Since Stephen Senn will be leading our seminar at the LSE tomorrow morning (see PH500 page), I’m reblogging my deconstruction of his paper (“You May Believe You Are a Bayesian But You Probably Are Wrong”) from Jan.15 2012 (though not his main topic tomorrow). At the end I link to other “U-Phils” on Senn’s paper (by Andrew Gelman, Andrew Jaffe, Christian Robert), Senn’s response, and my response to them). Queries, write me at: email@example.com
Mayo Philosophizes on Stephen Senn: “How Can We Cultivate Senn’s-Ability?”
Although, in one sense, Senn’s remarks echo the passage of Jim Berger’s that we deconstructed a few weeks ago, Senn at the same time seems to reach an opposite conclusion.
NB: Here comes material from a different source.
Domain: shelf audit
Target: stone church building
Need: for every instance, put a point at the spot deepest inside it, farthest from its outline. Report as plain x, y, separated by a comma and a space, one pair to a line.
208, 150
He points out how, in practice, people who claim to have carried out a (subjective) Bayesian analysis have actually done something very different—but that then they heap credit on the Bayesian ideal. (See also “Who Is Doing the Work?”)
“A very standard form of argument I do object to is the one frequently encountered in many applied Bayesian papers where the first paragraphs laud the Bayesian approach on various grounds, in particular its ability to synthesize all sources of information, and in the rest of the paper the authors assume that because they have used the Bayesian machinery of prior distributions and Bayes theorem they have therefore done a good analysis. It is this sort of author who believes that he or she is Bayesian but in practice is wrong.” (Senn 58)
Why in practice is this wrong? For starters, Senn points out, the analysis seems to violate such strictures as temporal coherence:
Attempts to explain away the requirement of temporal coherence always seem to require an appeal to a deeper order of things—a level at which inference really takes place that absolves one of the necessity of doing it properly at the level of Bayesian calculation. (ibid.)
So even if they come out with sensible analyses, Senn is saying, it is despite rather than because they followed strict Bayesian rules and requirements. It is thanks to certain unconscious interventions, never made explicit, and perhaps not even noticed by the Bayesian reasoner. “This is problematic,” Senn thinks, “because it means that the informal has to come to the rescue of the formal.” Not that there is anything wrong with informality . . .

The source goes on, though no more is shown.